Reputation: 10363
What is the difference between "try" and "lookAhead" functions in parsec?
Upvotes: 24
Views: 4461
Reputation: 74344
The combinators try
and lookAhead
are similar in that they both let Parsec "rewind", but they apply in different circumstances. In particular, try
rewinds failure while lookAhead
rewinds success.
By the documentation, try
"pretends that it hasn't consumed any input when an error occurs" while lookAhead p
"parses p
without consuming any input", but "if p
fails and consumes some input, so does lookAhead
".
So if you think of a parser running as walking along some streaming state and either failing or succeeding, which we might write in Haskell terms as
type Parser a = [Tokens] -> (Either Error a, [Tokens])
then try
ensures that if (try p) input ---> (Left err, output)
then input == output
and lookAhead
has it such that (lookAhead p) input ---> (Right a, output)
then input == output
, but if (lookAhead p) input ---> (Left err, output)

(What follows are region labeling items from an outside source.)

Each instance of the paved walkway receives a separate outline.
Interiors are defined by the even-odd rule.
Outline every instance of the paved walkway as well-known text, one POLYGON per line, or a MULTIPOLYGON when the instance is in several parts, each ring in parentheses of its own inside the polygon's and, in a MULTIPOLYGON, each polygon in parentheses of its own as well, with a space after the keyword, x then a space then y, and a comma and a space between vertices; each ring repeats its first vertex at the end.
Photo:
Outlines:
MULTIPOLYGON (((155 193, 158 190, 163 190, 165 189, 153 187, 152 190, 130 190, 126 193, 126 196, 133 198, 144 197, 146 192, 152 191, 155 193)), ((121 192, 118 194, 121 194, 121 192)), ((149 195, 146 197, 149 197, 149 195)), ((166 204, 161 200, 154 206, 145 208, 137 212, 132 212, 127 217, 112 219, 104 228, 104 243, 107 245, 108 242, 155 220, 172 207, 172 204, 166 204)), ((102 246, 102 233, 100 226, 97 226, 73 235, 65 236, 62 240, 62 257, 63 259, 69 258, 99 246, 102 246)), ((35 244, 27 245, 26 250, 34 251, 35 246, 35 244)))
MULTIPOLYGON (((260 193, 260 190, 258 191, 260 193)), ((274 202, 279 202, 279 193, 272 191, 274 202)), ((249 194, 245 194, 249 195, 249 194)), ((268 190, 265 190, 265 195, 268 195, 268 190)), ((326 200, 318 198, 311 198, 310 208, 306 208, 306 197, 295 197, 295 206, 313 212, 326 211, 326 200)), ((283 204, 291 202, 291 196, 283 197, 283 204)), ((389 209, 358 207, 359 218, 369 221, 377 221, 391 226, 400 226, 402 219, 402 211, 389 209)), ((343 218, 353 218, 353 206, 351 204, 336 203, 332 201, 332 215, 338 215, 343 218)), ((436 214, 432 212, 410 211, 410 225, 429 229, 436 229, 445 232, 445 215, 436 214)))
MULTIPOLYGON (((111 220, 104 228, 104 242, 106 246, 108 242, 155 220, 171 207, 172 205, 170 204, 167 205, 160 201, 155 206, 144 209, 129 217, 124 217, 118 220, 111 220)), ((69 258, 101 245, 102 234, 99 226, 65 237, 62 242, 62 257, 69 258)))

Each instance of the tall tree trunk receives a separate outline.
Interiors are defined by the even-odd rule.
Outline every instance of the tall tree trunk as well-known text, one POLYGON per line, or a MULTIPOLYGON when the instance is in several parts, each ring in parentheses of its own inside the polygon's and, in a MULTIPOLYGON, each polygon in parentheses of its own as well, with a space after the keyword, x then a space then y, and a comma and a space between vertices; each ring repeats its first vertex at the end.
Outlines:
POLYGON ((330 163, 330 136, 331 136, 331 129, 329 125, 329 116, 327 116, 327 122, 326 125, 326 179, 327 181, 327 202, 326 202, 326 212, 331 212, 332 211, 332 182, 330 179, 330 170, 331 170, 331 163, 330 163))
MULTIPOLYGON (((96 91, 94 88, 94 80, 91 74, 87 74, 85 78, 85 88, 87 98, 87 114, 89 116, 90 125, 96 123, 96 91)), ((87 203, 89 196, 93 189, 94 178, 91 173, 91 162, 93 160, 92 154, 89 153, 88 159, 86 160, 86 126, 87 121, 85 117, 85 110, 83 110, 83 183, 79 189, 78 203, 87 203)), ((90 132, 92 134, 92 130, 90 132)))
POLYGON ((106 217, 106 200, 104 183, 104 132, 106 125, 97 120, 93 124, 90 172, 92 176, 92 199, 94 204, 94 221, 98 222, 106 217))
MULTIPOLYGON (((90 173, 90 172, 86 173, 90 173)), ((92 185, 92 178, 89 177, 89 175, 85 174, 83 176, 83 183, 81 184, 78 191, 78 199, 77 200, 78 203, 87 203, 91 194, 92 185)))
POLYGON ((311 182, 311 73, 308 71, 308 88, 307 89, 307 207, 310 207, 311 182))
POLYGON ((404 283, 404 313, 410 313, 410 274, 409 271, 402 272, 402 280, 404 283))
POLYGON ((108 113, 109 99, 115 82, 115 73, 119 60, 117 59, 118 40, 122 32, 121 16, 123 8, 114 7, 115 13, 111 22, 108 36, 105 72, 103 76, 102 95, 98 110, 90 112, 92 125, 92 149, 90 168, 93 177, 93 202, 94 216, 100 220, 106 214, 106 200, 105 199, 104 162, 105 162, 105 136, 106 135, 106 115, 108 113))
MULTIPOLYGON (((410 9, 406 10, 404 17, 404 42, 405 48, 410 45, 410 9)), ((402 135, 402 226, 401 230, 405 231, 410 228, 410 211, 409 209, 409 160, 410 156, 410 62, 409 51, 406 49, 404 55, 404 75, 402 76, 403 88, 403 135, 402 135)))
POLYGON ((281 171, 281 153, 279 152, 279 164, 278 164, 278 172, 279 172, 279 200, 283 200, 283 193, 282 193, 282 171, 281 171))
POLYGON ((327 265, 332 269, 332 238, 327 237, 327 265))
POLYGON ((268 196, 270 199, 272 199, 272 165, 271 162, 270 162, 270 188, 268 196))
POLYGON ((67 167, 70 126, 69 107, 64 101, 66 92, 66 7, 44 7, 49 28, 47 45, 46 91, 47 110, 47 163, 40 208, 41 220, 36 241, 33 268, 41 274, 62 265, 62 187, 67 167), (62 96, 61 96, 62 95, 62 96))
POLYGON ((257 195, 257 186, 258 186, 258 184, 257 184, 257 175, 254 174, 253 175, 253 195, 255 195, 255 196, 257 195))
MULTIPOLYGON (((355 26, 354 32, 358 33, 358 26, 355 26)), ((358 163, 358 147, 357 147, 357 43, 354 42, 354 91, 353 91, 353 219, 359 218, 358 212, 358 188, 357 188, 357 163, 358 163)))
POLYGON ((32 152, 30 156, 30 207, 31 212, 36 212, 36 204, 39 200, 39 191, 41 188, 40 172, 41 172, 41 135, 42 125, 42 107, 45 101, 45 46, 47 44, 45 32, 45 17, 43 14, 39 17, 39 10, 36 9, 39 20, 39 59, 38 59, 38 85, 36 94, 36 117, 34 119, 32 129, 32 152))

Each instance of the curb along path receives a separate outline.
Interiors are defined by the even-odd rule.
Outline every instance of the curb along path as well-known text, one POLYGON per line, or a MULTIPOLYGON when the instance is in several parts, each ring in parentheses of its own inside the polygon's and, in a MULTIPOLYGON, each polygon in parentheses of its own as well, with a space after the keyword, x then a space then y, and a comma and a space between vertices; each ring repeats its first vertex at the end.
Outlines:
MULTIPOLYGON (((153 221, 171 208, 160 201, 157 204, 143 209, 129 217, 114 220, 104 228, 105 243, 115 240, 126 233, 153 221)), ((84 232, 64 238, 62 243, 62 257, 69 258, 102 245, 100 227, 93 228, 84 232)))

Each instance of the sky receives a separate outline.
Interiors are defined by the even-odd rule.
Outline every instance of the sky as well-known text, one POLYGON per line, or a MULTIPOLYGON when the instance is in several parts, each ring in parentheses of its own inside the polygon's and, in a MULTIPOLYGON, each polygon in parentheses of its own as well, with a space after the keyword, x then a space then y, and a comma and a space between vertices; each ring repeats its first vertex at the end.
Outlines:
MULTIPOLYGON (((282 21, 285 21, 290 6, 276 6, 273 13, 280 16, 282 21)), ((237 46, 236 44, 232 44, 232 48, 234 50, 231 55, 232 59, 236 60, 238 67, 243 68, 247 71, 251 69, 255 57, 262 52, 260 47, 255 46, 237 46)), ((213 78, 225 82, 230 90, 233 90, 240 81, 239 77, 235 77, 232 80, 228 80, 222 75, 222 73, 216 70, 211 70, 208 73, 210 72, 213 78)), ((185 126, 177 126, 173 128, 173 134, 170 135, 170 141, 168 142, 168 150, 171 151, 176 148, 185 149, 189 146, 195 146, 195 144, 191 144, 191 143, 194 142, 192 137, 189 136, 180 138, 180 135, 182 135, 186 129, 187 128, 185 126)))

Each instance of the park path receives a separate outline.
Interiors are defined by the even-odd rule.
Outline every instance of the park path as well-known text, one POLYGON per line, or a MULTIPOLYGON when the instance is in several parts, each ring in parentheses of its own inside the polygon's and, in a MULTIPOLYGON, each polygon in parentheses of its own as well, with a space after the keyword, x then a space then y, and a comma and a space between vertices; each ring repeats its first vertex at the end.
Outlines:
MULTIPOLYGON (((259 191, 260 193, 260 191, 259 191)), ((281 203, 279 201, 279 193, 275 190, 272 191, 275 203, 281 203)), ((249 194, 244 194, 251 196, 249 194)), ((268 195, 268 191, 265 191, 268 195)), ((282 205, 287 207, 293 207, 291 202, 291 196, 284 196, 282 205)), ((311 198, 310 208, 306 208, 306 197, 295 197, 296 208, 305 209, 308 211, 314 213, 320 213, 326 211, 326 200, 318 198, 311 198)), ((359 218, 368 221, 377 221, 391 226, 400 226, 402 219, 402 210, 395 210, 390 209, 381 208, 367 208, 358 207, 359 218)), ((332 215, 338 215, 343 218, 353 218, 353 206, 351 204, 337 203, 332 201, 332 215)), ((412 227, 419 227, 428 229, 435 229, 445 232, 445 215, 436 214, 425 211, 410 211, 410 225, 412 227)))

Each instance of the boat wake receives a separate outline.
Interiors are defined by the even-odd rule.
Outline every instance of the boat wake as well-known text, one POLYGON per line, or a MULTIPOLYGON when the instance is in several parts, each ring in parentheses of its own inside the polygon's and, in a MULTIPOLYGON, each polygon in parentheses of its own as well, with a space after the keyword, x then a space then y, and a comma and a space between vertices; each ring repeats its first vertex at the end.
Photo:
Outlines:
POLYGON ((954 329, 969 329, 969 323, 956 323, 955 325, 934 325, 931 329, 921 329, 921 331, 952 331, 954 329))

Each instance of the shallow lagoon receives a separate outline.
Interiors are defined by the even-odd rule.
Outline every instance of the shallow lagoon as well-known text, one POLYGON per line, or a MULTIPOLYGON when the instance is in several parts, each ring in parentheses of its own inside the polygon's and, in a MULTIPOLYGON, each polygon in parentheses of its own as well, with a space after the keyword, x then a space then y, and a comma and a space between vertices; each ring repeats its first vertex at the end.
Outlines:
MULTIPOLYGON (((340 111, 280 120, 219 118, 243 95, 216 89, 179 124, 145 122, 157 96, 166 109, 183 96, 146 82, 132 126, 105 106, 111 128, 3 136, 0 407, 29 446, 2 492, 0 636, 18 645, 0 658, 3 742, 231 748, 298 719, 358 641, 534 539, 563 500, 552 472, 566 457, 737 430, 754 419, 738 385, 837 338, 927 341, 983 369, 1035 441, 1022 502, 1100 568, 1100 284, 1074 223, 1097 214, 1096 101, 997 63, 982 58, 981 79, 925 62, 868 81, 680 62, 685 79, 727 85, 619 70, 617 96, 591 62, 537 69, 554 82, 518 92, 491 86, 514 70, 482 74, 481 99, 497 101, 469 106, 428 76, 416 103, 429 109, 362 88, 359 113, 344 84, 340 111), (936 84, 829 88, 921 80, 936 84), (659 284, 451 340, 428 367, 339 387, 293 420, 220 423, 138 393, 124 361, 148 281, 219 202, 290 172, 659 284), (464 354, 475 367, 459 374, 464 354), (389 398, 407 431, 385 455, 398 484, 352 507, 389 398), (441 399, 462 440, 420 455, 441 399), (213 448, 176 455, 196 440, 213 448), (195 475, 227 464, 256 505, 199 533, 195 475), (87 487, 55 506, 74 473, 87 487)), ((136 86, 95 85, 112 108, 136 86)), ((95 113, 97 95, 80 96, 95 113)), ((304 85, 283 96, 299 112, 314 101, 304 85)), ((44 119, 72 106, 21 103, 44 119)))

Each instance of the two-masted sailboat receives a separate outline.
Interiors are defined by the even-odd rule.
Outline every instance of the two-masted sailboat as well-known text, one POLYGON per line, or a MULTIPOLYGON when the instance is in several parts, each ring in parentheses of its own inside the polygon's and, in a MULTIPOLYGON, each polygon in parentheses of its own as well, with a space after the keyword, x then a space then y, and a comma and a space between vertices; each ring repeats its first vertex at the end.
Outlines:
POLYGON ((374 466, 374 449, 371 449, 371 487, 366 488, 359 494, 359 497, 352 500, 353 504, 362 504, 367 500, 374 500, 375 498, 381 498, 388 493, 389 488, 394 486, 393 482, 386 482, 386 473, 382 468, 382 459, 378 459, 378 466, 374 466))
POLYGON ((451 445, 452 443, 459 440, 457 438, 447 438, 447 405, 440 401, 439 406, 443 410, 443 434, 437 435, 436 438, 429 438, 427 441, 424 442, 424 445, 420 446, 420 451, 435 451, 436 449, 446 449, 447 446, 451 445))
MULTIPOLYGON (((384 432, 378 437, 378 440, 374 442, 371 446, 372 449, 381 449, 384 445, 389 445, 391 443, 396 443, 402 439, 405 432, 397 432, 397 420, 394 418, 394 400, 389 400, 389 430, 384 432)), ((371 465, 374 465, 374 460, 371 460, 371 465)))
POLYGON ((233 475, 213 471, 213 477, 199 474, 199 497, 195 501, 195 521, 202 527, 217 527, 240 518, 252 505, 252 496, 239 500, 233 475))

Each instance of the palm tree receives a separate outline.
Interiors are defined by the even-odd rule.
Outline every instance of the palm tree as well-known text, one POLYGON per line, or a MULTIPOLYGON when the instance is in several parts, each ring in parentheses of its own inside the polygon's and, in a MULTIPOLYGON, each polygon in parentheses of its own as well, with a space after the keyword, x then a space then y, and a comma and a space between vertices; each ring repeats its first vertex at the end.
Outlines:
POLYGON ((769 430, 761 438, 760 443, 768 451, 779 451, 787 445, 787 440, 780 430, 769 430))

then they may be allowed to differ.
We can see this in action by looking at the code for Parsec directly, which is somewhat more complex than my notion of Parser
above. First we examine ParsecT
newtype ParsecT s u m a
= ParsecT {unParser :: forall b .
State s u
-> (a -> State s u -> ParseError -> m b) -- consumed ok
-> (ParseError -> m b) -- consumed err
-> (a -> State s u -> ParseError -> m b) -- empty ok
-> (ParseError -> m b) -- empty err
-> m b
}
ParsecT
is a continuation-based datatype. If you look at how one of them is constructed
ParsecT $ \s cok cerr eok eerr -> ...
You'll see how we have access to the State s u
, s
, and four functions which determine how we move forward. For instance, the fail
clause of ParsecT
's Monad
instance uses the eerr
option, constructing a ParseError
from the current input position and the passed error message.
parserFail :: String -> ParsecT s u m a
parserFail msg
= ParsecT $ \s _ _ _ eerr ->
eerr $ newErrorMessage (Message msg) (statePos s)
While the most primitive successful token parse (tokenPrim
) uses a complex sequence of events eventually culminating in calling cok
with an updated State s u
.
With this intuition, the source for try
is particularly simple.
try :: ParsecT s u m a -> ParsecT s u m a
try p =
ParsecT $ \s cok _ eok eerr ->
unParser p s cok eerr eok eerr
It simply builds a new ParsecT
based on the one passed to try, but with the "empty err"
continuation in place of the consumed error. Whatever parsing combinator next sees try p
will be unable to access its actual "consumed err"
continuation and thus try is protected from changing its state on errors.
But lookAhead
is more sophisticated
lookAhead :: (Stream s m t) => ParsecT s u m a -> ParsecT s u m a
lookAhead p = do{ state <- getParserState
; x <- p'
; setParserState state
; return x
}
where
p' = ParsecT $ \s cok cerr eok eerr ->
unParser p s eok cerr eok eerr
Examining just the where
-clause we see it depends on modifying the passed parser p
to use the "empty ok"
continuation in place of the "consumed ok"
continuation. This is symmetric to what try
did. Further, it ensures that the parser state is unaffected by whatever happens when this modified p'
is run via its do
-block.
Upvotes: 34